Why Starting a New Job Isn’t a Big Deal Anymore

I got a new job. But it’s not a big deal.

I’ve had a lot of different jobs over the years. I’ve worked in a craft/party supplies store, in a costume shop, as a painter (of walls, not portraits), in various theaters, as a barista, as a restaurant host, and now in retail.

Starting this job has been easier for me than others. Basically, I’ve been pretty “meh” about the whole thing.

I’ve outlined my current life plan to you before – Get a job. Take classes. Study hard. Work. Save. This plan, of course, is meant to lead to something bigger and better – preferably something like a career in what I want to do. And while I’m still figuring that out, at least I have a plan of action. Upon the formation of this particular plan, all of the sudden, I wasn’t applying for what people probably consider the “real adult” types of jobs, but rather, basic part-time positions yet again. As I was applying, I kept in mind that working at whatever place accepted me would be temporary – it would simply be a means to an end, not the end.

When I was living in Minnesota, I felt as though all I did was work. For a good 4 months there I was working close to 55 hours a week at two different jobs, on my feet all day. I came home feeling completely drained. I didn’t want to see or talk to anyone. I just wanted to retreat, to assume a horizontal position and completely veg out for the few hours I had left to spare in between shifts (most of those hours, I spent sleeping).

I had no direction, no goals in mind except to make rent that month. I had completely stopped thinking ahead and attempting to figure my life out.

So I suppose, with this new mindset, I should be grateful to live at home for a while, to at least have some income coming my way, to have the time to think about my future, no matter how daunting it is. I need to remember that no matter how stuck I may feel right now, I am no where near how stuck I felt then. Baby steps.

When I started those jobs hosting and making coffee, I was extremely nervous. At the interviews I was shaking like a leaf.

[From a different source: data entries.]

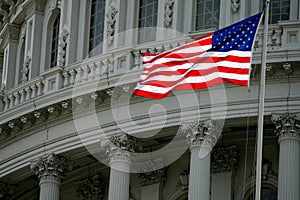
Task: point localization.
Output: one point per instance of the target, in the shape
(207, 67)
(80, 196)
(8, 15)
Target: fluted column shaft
(119, 150)
(289, 169)
(119, 181)
(50, 171)
(201, 136)
(287, 128)
(199, 181)
(49, 188)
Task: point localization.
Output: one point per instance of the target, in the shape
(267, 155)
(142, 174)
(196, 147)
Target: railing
(281, 37)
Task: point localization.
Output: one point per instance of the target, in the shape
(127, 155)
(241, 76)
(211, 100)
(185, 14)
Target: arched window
(279, 10)
(207, 14)
(147, 18)
(96, 27)
(54, 42)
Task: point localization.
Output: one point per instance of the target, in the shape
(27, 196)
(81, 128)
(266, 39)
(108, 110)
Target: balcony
(123, 66)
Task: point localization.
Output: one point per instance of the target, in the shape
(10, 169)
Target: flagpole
(261, 105)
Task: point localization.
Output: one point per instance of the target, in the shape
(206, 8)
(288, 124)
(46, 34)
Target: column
(152, 183)
(201, 137)
(223, 165)
(50, 171)
(287, 129)
(11, 33)
(119, 150)
(4, 190)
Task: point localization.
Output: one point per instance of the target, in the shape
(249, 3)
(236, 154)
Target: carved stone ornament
(184, 179)
(154, 177)
(203, 133)
(169, 6)
(62, 47)
(51, 167)
(55, 4)
(13, 32)
(287, 125)
(120, 147)
(25, 70)
(3, 12)
(224, 159)
(4, 192)
(235, 4)
(91, 188)
(111, 21)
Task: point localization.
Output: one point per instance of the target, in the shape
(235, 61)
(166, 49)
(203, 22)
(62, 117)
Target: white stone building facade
(71, 129)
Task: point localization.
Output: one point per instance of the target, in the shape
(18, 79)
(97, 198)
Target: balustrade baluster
(23, 94)
(78, 78)
(28, 93)
(40, 88)
(11, 101)
(34, 91)
(92, 71)
(17, 98)
(72, 76)
(66, 78)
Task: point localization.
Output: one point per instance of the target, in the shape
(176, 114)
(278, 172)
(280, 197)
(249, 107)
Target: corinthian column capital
(51, 167)
(287, 125)
(203, 134)
(120, 148)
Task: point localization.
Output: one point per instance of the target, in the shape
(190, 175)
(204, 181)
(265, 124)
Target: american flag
(218, 57)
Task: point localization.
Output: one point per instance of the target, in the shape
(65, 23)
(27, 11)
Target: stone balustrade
(23, 93)
(282, 37)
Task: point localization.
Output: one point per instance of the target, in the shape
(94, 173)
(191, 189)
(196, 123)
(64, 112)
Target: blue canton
(239, 36)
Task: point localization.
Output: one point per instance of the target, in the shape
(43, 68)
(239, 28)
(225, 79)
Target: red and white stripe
(191, 67)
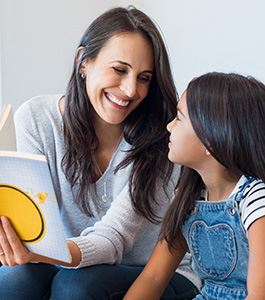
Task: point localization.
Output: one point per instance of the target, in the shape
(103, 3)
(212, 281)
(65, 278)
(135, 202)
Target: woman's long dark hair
(144, 128)
(227, 112)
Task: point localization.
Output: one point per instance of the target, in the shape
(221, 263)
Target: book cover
(28, 199)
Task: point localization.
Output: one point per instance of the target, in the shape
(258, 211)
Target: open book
(27, 196)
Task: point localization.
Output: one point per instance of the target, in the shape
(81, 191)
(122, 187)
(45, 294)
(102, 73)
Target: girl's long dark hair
(144, 128)
(227, 112)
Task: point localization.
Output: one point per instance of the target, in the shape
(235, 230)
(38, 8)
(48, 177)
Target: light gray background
(38, 40)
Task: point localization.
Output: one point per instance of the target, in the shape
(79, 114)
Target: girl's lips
(118, 101)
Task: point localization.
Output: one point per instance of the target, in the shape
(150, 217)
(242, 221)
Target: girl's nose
(169, 126)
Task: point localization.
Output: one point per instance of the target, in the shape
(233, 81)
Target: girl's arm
(256, 268)
(157, 273)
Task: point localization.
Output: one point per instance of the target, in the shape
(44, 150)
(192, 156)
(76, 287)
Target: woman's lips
(118, 101)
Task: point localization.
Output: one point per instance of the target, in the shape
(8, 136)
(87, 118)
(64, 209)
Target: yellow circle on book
(23, 212)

The thought of serving customers was petrifying to say the least. I didn’t consider myself capable of dealing with customers that love the thrill of confrontation or impromptu enough to provide adequate solutions to problems. It took me months to begin to feel comfortable with the whole “customer service” dealio. 

This new job, from beginning to end has been the epitome of “no big deal.” I wasn’t even nervous for the interview. On my first day of work, I had no feelings of wanting to run away forever (this is significant because usually whenever I start anything new, I just want to retreat to a dark corner and never emerge again). When I found out I got the job, I didn’t feel this overwhelming sense of triumph because I knew I would get it. The only sense of triumph I feel is at the fact that I am remaining so blasé about the whole thing.

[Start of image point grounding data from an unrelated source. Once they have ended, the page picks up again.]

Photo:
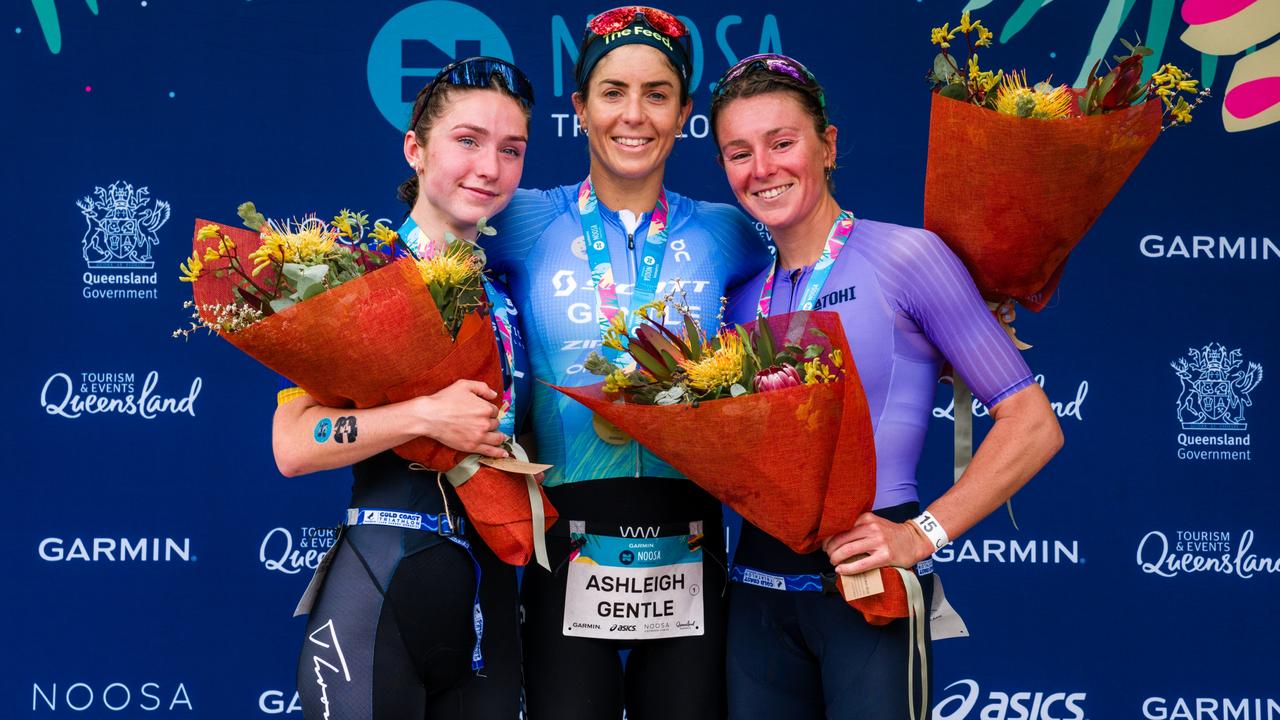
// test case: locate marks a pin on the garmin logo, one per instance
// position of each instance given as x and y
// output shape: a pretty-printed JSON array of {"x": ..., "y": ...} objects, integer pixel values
[
  {"x": 117, "y": 550},
  {"x": 113, "y": 697},
  {"x": 1211, "y": 709},
  {"x": 967, "y": 703},
  {"x": 1013, "y": 552},
  {"x": 1210, "y": 247}
]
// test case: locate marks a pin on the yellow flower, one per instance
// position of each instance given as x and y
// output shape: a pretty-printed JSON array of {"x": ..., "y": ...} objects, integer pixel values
[
  {"x": 191, "y": 269},
  {"x": 617, "y": 381},
  {"x": 983, "y": 36},
  {"x": 1015, "y": 99},
  {"x": 940, "y": 36},
  {"x": 384, "y": 236},
  {"x": 453, "y": 268},
  {"x": 272, "y": 251},
  {"x": 342, "y": 222},
  {"x": 718, "y": 369},
  {"x": 209, "y": 232},
  {"x": 1182, "y": 112},
  {"x": 817, "y": 372},
  {"x": 983, "y": 80}
]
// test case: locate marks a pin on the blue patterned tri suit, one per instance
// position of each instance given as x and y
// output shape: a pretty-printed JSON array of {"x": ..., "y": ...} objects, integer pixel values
[{"x": 540, "y": 251}]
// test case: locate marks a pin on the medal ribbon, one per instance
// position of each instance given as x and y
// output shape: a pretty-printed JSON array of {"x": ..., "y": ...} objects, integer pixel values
[
  {"x": 499, "y": 315},
  {"x": 836, "y": 238},
  {"x": 654, "y": 251}
]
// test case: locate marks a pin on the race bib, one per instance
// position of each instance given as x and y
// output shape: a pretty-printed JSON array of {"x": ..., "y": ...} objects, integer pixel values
[{"x": 629, "y": 588}]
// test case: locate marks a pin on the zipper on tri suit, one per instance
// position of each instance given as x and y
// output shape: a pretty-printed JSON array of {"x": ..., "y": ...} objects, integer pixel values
[{"x": 631, "y": 256}]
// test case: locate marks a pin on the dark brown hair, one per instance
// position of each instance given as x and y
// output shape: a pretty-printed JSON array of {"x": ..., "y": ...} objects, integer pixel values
[
  {"x": 762, "y": 81},
  {"x": 437, "y": 101}
]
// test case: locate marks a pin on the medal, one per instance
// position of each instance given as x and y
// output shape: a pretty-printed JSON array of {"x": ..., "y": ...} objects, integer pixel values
[{"x": 608, "y": 432}]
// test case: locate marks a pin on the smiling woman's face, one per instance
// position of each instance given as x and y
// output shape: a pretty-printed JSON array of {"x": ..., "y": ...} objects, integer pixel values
[
  {"x": 472, "y": 159},
  {"x": 631, "y": 112},
  {"x": 775, "y": 159}
]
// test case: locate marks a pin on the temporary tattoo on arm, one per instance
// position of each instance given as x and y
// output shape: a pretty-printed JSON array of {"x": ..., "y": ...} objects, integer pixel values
[
  {"x": 344, "y": 429},
  {"x": 324, "y": 428}
]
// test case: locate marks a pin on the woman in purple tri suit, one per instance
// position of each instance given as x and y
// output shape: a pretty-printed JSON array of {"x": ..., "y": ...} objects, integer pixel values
[{"x": 908, "y": 305}]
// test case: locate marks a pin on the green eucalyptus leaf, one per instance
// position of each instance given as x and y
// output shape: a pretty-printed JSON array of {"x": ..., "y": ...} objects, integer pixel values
[
  {"x": 955, "y": 91},
  {"x": 942, "y": 68},
  {"x": 293, "y": 270}
]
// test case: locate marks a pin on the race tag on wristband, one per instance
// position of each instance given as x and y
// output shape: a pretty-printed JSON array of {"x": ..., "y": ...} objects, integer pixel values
[{"x": 635, "y": 588}]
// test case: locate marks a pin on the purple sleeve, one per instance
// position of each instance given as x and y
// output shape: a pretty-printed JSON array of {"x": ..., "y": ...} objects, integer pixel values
[{"x": 935, "y": 290}]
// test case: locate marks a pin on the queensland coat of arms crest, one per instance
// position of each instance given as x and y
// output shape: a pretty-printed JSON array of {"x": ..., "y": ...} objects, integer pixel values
[
  {"x": 1215, "y": 388},
  {"x": 122, "y": 222}
]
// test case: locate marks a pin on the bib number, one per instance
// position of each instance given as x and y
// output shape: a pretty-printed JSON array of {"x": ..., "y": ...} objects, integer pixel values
[{"x": 635, "y": 588}]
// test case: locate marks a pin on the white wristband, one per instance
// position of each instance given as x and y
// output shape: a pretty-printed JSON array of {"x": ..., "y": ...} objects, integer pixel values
[{"x": 932, "y": 529}]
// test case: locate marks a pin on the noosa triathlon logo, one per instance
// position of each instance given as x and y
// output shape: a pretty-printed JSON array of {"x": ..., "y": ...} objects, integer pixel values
[
  {"x": 113, "y": 697},
  {"x": 280, "y": 552},
  {"x": 420, "y": 40},
  {"x": 967, "y": 703},
  {"x": 1211, "y": 709}
]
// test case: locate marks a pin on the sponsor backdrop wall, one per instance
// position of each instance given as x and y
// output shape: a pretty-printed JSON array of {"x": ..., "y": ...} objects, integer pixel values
[{"x": 154, "y": 555}]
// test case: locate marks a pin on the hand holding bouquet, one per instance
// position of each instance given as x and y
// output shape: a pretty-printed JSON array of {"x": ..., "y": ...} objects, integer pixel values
[
  {"x": 336, "y": 311},
  {"x": 769, "y": 418}
]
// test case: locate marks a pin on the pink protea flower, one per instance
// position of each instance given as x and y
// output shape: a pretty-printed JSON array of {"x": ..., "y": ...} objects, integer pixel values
[{"x": 776, "y": 377}]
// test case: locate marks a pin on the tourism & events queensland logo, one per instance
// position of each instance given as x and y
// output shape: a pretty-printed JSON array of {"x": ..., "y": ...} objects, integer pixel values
[
  {"x": 1216, "y": 386},
  {"x": 420, "y": 40},
  {"x": 123, "y": 224},
  {"x": 284, "y": 552},
  {"x": 74, "y": 395},
  {"x": 1219, "y": 552}
]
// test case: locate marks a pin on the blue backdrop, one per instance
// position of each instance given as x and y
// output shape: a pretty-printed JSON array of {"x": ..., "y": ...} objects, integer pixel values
[{"x": 154, "y": 555}]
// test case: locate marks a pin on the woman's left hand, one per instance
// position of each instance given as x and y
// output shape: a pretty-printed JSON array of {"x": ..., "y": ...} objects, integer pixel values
[{"x": 886, "y": 543}]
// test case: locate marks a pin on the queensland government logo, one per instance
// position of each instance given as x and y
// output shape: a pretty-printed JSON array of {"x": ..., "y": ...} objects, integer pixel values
[
  {"x": 420, "y": 40},
  {"x": 123, "y": 224},
  {"x": 1211, "y": 406}
]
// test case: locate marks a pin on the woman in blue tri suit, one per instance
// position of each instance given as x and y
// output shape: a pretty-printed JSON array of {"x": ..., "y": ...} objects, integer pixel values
[
  {"x": 575, "y": 255},
  {"x": 402, "y": 625}
]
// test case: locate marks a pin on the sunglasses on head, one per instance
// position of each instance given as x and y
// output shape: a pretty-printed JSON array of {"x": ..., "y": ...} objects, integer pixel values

When I was studying abroad in London about to start my internship at a local theater, my instructors were introducing me to the key differences in American workplaces versus those of the United Kingdom. At the risk of making broad generalizations, the major difference was this: Americans, they said, often have a “live to work” attitude – that we put a huge emphasis on career in terms of our overall identity. The British, on the other hand, have more of a “work to live” mindset – that everyone has a job that they do in order to pay for the things that they need and want to live a happy life. Work, to them, is (as I currently think of it) simply a means to an end. When they are off the clock, they do not think or talk about their jobs. It is not inherently part of who they are, but simply a mild inconvenience in which everyone must participate in order to make a living.

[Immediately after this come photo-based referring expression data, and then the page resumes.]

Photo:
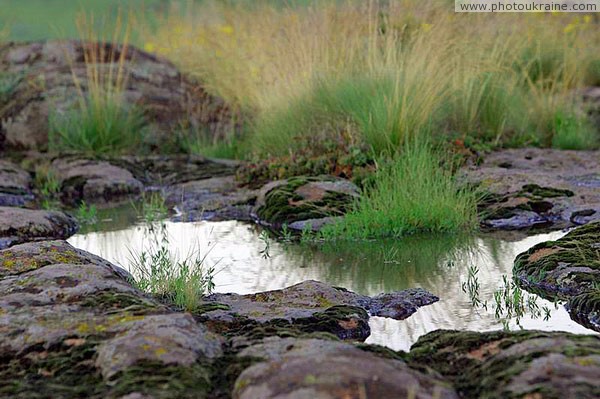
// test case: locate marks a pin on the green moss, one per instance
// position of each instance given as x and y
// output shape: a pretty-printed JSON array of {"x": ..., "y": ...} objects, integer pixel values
[
  {"x": 544, "y": 192},
  {"x": 14, "y": 262},
  {"x": 578, "y": 249},
  {"x": 284, "y": 205},
  {"x": 585, "y": 309},
  {"x": 111, "y": 302},
  {"x": 478, "y": 368}
]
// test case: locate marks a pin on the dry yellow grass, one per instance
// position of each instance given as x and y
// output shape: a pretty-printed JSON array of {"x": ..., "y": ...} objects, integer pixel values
[{"x": 502, "y": 74}]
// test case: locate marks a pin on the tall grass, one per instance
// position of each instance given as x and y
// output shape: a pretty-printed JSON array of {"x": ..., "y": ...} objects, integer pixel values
[
  {"x": 385, "y": 69},
  {"x": 161, "y": 272},
  {"x": 101, "y": 120},
  {"x": 413, "y": 192}
]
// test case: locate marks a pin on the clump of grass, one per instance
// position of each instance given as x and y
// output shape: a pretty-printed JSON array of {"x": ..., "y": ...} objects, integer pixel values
[
  {"x": 411, "y": 67},
  {"x": 101, "y": 122},
  {"x": 412, "y": 193},
  {"x": 160, "y": 272},
  {"x": 197, "y": 142},
  {"x": 49, "y": 187},
  {"x": 8, "y": 84},
  {"x": 573, "y": 133},
  {"x": 99, "y": 125}
]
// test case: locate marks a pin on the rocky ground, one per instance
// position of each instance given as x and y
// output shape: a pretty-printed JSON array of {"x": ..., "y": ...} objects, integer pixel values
[
  {"x": 72, "y": 325},
  {"x": 532, "y": 188}
]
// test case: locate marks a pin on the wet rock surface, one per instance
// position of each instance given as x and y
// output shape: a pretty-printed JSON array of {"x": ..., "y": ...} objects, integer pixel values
[
  {"x": 538, "y": 188},
  {"x": 41, "y": 76},
  {"x": 170, "y": 170},
  {"x": 566, "y": 269},
  {"x": 591, "y": 103},
  {"x": 15, "y": 185},
  {"x": 521, "y": 364},
  {"x": 95, "y": 182},
  {"x": 304, "y": 198},
  {"x": 311, "y": 368},
  {"x": 71, "y": 325},
  {"x": 312, "y": 306},
  {"x": 18, "y": 225},
  {"x": 217, "y": 198}
]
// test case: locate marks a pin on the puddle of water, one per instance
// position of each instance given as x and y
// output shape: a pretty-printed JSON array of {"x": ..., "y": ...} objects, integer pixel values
[{"x": 438, "y": 264}]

I do not intend on abandoning my passions for jobs I care nothing about. I simply mean to iterate that we live in a world where, upon graduation, we are all subject to serving our time – to climbing the ladder slowly but surely until we arrive (hopefully) where our passion lies. I have a ways to go in that department and many more rungs in the ladder to surmount. Therefore, in the meantime, I choose this alternate way of thinking.

So, I will take five hours out of my life to go to work tonight. And while I would much rather sit at home watching Stranger Things on Netflix, I will take comfort in the fact that as the hours pass, I will at least be making a little more than minimum wage, and that where I am now, is better than where I was before.